Qui devrait se lancer, qui devrait attendre encore

Le tampon RNCP sur une facture ne convainc jamais un client aussi vite que la preuve d'un résultat vécu et expliqué avec pédagogie. Se former reste indispensable pour ne pas raconter n'importe quoi, mais la structure que vous construisez par-dessus, c'est votre propre parcours. Dans mon cas, la gestion de projet m'a appris à fixer des objectifs, repérer les obstacles et tenir un plan dans la durée ; si vous venez d'un autre métier, ne l'effacez pas, utilisez-le pour donner de la couleur à votre approche. Le statut sous lequel vous démarrerez ensuite votre activité, micro-entreprise ou une autre forme juridique, reste une question à part entière que je laisse de côté ici.
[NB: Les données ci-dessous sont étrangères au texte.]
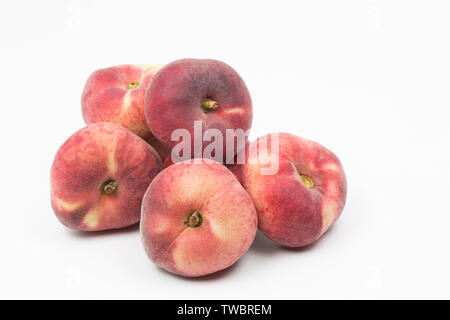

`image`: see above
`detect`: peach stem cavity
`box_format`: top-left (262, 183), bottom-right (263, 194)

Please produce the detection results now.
top-left (101, 179), bottom-right (118, 194)
top-left (300, 174), bottom-right (314, 189)
top-left (128, 82), bottom-right (139, 89)
top-left (184, 211), bottom-right (203, 228)
top-left (201, 98), bottom-right (219, 112)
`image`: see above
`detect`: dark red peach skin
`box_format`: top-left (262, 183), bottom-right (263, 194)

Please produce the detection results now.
top-left (243, 133), bottom-right (347, 247)
top-left (144, 59), bottom-right (252, 163)
top-left (50, 122), bottom-right (162, 231)
top-left (81, 64), bottom-right (162, 139)
top-left (140, 159), bottom-right (257, 277)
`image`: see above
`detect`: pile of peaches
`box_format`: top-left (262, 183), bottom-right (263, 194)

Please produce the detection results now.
top-left (51, 59), bottom-right (347, 277)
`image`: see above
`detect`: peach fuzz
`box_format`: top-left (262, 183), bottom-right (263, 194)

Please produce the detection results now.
top-left (243, 133), bottom-right (347, 247)
top-left (140, 159), bottom-right (257, 277)
top-left (144, 59), bottom-right (253, 163)
top-left (50, 122), bottom-right (162, 231)
top-left (81, 65), bottom-right (162, 139)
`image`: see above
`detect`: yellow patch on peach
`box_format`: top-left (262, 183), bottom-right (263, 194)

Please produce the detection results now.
top-left (219, 105), bottom-right (244, 115)
top-left (53, 195), bottom-right (83, 212)
top-left (320, 200), bottom-right (337, 234)
top-left (322, 162), bottom-right (339, 172)
top-left (83, 208), bottom-right (99, 228)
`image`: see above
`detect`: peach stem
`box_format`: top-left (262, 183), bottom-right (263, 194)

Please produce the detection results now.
top-left (128, 82), bottom-right (139, 89)
top-left (201, 99), bottom-right (219, 112)
top-left (184, 211), bottom-right (203, 228)
top-left (102, 179), bottom-right (117, 194)
top-left (300, 174), bottom-right (314, 189)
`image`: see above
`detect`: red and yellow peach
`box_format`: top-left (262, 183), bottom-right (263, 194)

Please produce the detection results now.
top-left (50, 122), bottom-right (162, 231)
top-left (141, 159), bottom-right (257, 277)
top-left (81, 65), bottom-right (162, 139)
top-left (243, 133), bottom-right (347, 247)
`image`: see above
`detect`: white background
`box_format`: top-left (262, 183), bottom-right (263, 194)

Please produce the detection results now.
top-left (0, 0), bottom-right (450, 299)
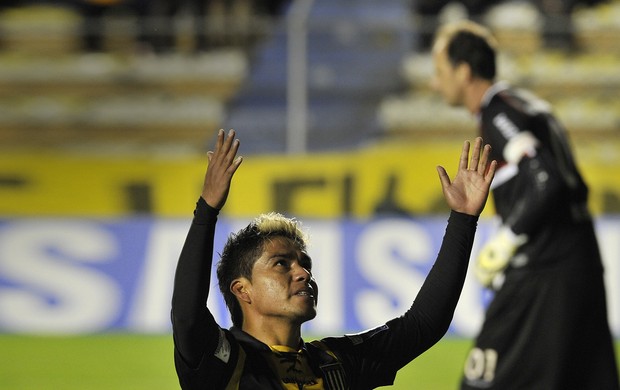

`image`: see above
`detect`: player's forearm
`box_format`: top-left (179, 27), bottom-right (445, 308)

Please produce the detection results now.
top-left (407, 211), bottom-right (478, 349)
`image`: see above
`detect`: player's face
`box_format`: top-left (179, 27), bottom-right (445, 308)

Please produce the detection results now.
top-left (249, 237), bottom-right (318, 324)
top-left (431, 43), bottom-right (463, 107)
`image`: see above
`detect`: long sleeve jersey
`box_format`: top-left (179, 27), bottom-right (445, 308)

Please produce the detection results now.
top-left (172, 199), bottom-right (478, 390)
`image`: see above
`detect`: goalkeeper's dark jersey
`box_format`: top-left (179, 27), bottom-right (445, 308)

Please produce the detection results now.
top-left (479, 83), bottom-right (600, 268)
top-left (172, 199), bottom-right (478, 390)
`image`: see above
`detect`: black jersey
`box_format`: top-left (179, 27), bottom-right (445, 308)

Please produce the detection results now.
top-left (479, 83), bottom-right (600, 267)
top-left (172, 199), bottom-right (478, 390)
top-left (461, 83), bottom-right (619, 390)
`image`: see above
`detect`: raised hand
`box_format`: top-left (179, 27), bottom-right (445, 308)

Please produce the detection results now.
top-left (201, 129), bottom-right (243, 210)
top-left (437, 137), bottom-right (497, 216)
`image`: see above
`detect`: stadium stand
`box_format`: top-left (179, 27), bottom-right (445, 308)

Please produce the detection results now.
top-left (0, 0), bottom-right (620, 152)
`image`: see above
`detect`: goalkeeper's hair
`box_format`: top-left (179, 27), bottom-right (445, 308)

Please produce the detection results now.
top-left (217, 212), bottom-right (308, 328)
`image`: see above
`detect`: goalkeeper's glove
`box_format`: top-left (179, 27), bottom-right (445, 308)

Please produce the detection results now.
top-left (475, 226), bottom-right (527, 287)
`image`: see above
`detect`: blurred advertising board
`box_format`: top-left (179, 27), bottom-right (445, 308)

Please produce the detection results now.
top-left (0, 216), bottom-right (620, 337)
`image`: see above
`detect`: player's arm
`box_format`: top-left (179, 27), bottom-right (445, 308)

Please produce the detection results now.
top-left (405, 138), bottom-right (497, 344)
top-left (172, 130), bottom-right (242, 367)
top-left (356, 138), bottom-right (496, 374)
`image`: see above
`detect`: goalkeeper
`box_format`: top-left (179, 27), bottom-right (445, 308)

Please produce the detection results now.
top-left (433, 22), bottom-right (619, 390)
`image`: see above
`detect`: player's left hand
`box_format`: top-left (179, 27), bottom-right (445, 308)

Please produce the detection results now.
top-left (437, 137), bottom-right (497, 216)
top-left (201, 129), bottom-right (243, 210)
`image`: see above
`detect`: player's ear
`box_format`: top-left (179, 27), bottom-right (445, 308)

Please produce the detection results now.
top-left (230, 277), bottom-right (252, 303)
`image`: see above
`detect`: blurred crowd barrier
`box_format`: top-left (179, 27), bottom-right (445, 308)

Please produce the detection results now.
top-left (0, 0), bottom-right (620, 218)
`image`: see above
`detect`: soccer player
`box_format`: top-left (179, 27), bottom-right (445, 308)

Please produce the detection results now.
top-left (433, 21), bottom-right (618, 390)
top-left (172, 130), bottom-right (496, 390)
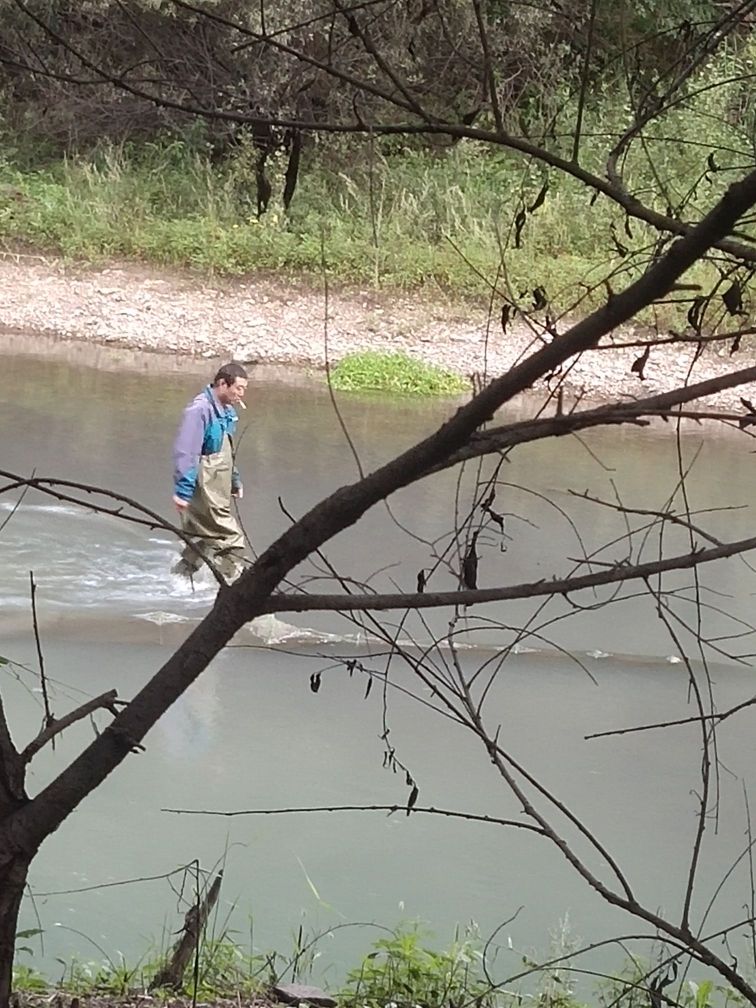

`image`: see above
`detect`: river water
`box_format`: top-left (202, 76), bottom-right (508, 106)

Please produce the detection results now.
top-left (0, 346), bottom-right (756, 993)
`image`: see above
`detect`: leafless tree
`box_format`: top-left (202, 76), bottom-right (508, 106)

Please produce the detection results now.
top-left (0, 0), bottom-right (756, 1008)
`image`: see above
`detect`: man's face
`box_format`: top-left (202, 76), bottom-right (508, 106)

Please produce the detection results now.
top-left (218, 378), bottom-right (247, 406)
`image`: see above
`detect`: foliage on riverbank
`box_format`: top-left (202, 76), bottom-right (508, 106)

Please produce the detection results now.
top-left (14, 921), bottom-right (742, 1008)
top-left (0, 41), bottom-right (755, 324)
top-left (331, 350), bottom-right (469, 396)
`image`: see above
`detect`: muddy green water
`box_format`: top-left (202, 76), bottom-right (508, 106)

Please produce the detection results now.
top-left (0, 342), bottom-right (756, 990)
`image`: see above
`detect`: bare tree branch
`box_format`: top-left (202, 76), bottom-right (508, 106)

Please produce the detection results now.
top-left (21, 689), bottom-right (126, 763)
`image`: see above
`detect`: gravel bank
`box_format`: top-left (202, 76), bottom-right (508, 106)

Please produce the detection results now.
top-left (0, 255), bottom-right (756, 408)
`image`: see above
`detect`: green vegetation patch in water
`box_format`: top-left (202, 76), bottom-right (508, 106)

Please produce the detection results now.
top-left (331, 350), bottom-right (469, 395)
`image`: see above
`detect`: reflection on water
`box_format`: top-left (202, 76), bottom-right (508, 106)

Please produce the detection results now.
top-left (0, 348), bottom-right (756, 972)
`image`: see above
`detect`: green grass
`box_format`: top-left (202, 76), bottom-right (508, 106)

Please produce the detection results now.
top-left (331, 351), bottom-right (470, 396)
top-left (0, 44), bottom-right (754, 325)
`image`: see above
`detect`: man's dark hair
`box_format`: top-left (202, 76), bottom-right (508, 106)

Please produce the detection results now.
top-left (213, 361), bottom-right (249, 385)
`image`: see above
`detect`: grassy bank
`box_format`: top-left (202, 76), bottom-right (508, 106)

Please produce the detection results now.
top-left (0, 46), bottom-right (752, 322)
top-left (14, 923), bottom-right (739, 1008)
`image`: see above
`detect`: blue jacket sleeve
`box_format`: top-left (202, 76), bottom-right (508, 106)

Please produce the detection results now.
top-left (173, 403), bottom-right (205, 501)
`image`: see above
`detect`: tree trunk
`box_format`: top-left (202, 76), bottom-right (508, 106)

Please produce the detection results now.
top-left (0, 857), bottom-right (30, 1008)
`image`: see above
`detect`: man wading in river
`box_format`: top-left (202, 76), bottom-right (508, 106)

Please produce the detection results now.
top-left (173, 362), bottom-right (248, 581)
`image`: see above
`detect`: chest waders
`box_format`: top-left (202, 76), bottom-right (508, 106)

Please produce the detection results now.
top-left (181, 434), bottom-right (245, 581)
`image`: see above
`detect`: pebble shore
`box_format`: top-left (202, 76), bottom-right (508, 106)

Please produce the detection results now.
top-left (0, 254), bottom-right (756, 411)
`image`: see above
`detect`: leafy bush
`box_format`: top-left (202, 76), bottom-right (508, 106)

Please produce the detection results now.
top-left (339, 925), bottom-right (493, 1008)
top-left (331, 350), bottom-right (468, 395)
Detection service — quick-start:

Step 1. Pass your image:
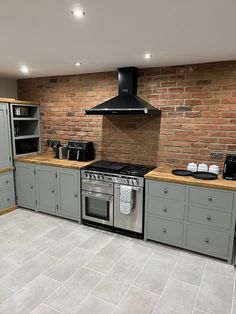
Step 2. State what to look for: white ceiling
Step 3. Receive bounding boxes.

[0,0,236,78]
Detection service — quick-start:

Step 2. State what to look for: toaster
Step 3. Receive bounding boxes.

[223,155,236,180]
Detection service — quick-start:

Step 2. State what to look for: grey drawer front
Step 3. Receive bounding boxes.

[187,225,229,258]
[189,187,234,210]
[188,206,232,230]
[0,172,13,190]
[148,180,186,201]
[147,216,183,245]
[147,196,184,220]
[0,190,15,209]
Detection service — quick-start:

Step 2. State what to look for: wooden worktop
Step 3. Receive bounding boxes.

[14,153,95,169]
[0,167,14,173]
[145,165,236,191]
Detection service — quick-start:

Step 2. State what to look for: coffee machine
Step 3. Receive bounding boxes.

[223,155,236,180]
[67,140,94,161]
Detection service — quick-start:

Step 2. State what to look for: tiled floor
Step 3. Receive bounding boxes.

[0,209,236,314]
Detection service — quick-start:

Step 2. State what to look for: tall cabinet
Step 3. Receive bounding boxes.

[0,103,12,168]
[0,98,41,215]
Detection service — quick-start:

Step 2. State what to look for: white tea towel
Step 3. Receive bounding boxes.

[120,185,134,215]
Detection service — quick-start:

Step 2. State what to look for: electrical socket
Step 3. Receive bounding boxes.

[210,152,224,160]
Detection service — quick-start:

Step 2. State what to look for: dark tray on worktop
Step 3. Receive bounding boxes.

[172,169,218,180]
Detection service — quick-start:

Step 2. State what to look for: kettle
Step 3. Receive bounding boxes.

[223,155,236,180]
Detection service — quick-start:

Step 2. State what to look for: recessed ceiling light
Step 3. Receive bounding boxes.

[71,9,85,17]
[144,52,152,60]
[20,65,29,74]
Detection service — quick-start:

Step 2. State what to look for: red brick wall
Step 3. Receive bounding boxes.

[18,61,236,166]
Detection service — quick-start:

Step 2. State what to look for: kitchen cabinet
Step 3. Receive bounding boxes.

[0,171,15,213]
[10,103,41,156]
[35,166,56,214]
[15,162,36,209]
[145,180,236,263]
[0,103,12,167]
[16,162,80,221]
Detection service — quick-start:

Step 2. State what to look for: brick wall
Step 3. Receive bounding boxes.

[18,61,236,167]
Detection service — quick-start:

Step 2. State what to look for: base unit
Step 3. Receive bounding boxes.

[144,180,236,263]
[186,225,230,259]
[0,171,15,212]
[147,216,184,246]
[16,162,81,221]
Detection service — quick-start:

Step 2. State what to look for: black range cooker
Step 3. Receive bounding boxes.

[81,160,154,236]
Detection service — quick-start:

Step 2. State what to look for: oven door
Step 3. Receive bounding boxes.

[82,191,113,226]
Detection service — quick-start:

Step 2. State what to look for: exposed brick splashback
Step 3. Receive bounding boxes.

[18,61,236,168]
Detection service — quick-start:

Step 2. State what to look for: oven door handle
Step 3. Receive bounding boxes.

[82,192,112,201]
[82,179,112,186]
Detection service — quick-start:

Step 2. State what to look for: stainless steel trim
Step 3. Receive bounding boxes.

[82,191,114,226]
[82,191,113,201]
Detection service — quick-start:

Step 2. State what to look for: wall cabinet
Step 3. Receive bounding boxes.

[16,162,80,221]
[10,103,41,156]
[0,171,15,212]
[145,180,236,263]
[0,103,12,167]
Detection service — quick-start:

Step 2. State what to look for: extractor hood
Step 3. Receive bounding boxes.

[85,67,161,115]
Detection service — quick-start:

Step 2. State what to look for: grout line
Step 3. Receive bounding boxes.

[152,247,182,314]
[192,259,208,314]
[230,262,236,314]
[109,247,158,313]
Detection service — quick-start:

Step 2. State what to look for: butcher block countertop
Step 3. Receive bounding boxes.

[0,167,15,173]
[14,153,95,169]
[145,165,236,191]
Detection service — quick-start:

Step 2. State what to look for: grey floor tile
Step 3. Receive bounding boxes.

[0,259,19,279]
[80,232,114,253]
[26,237,57,252]
[0,276,60,314]
[0,253,56,291]
[134,262,170,295]
[120,242,156,268]
[172,253,207,286]
[7,247,38,265]
[0,237,22,258]
[0,287,15,304]
[73,295,115,314]
[85,242,127,274]
[196,264,234,314]
[92,262,139,305]
[44,268,102,314]
[44,223,76,241]
[153,278,198,314]
[115,287,159,314]
[30,303,61,314]
[45,248,92,282]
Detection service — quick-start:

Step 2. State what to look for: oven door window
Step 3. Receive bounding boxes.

[85,196,110,221]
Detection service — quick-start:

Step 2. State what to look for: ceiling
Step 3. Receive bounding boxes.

[0,0,236,78]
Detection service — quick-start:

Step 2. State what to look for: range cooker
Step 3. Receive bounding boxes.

[81,160,154,235]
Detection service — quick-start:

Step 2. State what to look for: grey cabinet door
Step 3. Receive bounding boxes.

[0,103,12,167]
[15,162,36,209]
[36,166,56,213]
[57,168,80,220]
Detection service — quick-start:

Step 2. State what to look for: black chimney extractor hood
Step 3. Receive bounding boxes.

[85,67,161,115]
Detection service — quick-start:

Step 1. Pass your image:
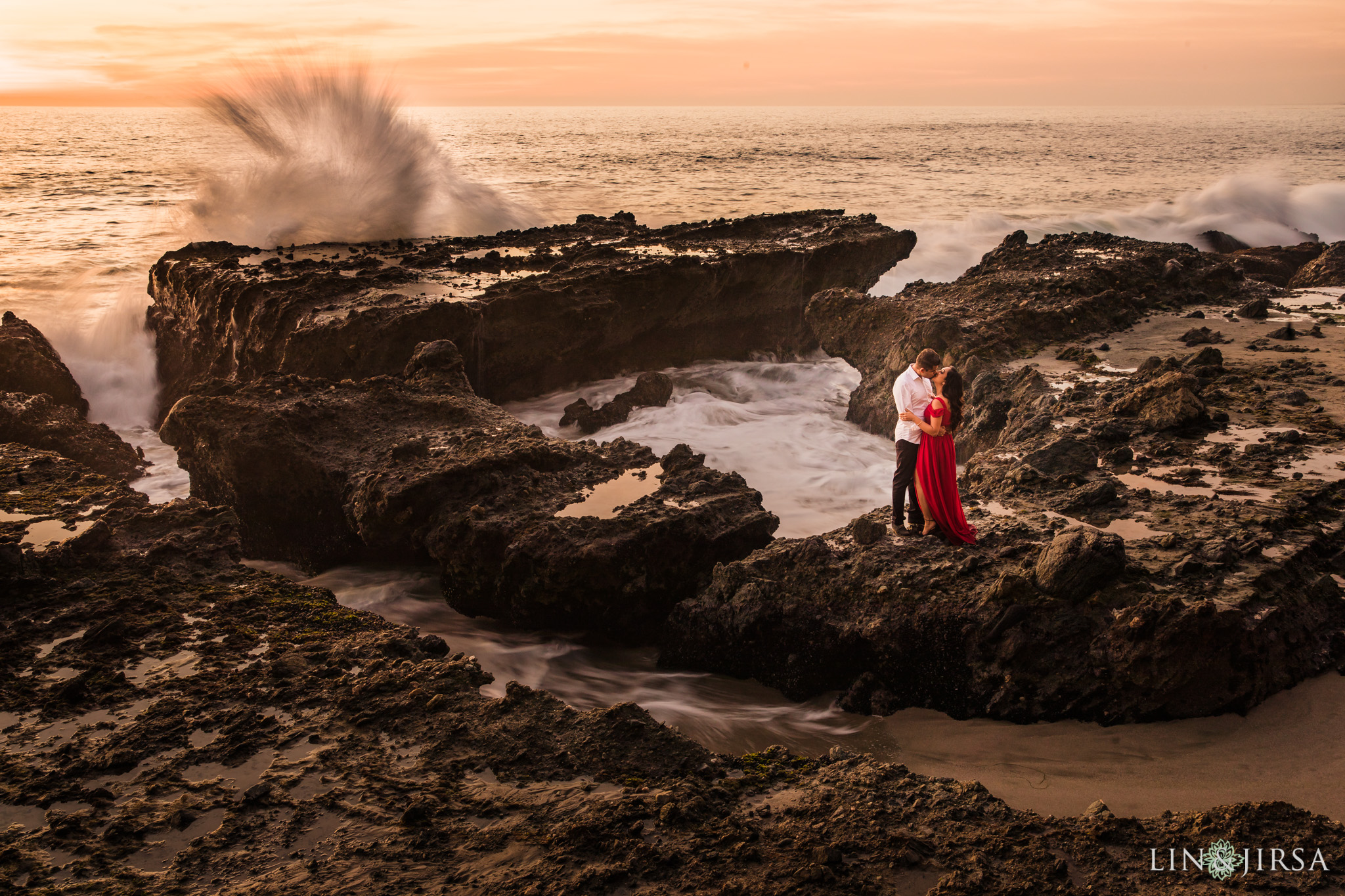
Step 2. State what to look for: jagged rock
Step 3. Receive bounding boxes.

Alors, qui devrait se lancer ? Quelqu'un qui a déjà un vécu solide sur le sujet, perte de poids, rééquilibrage, sortie d'un trouble du comportement alimentaire, et l'envie de structurer cette expérience avec une vraie formation derrière, pas juste un certificat à afficher sur un site internet. Et qui devrait attendre ? Quiconque cherche un raccourci vers le mot 'diététicien' sans passer par le BTS, ou compte donner des recommandations de type médical à la première personne diabétique ou en trouble alimentaire sévère qui pousse sa porte. Dans ce cas précis, la seule réponse professionnelle est de l'orienter vers un professionnel de santé, sans exception.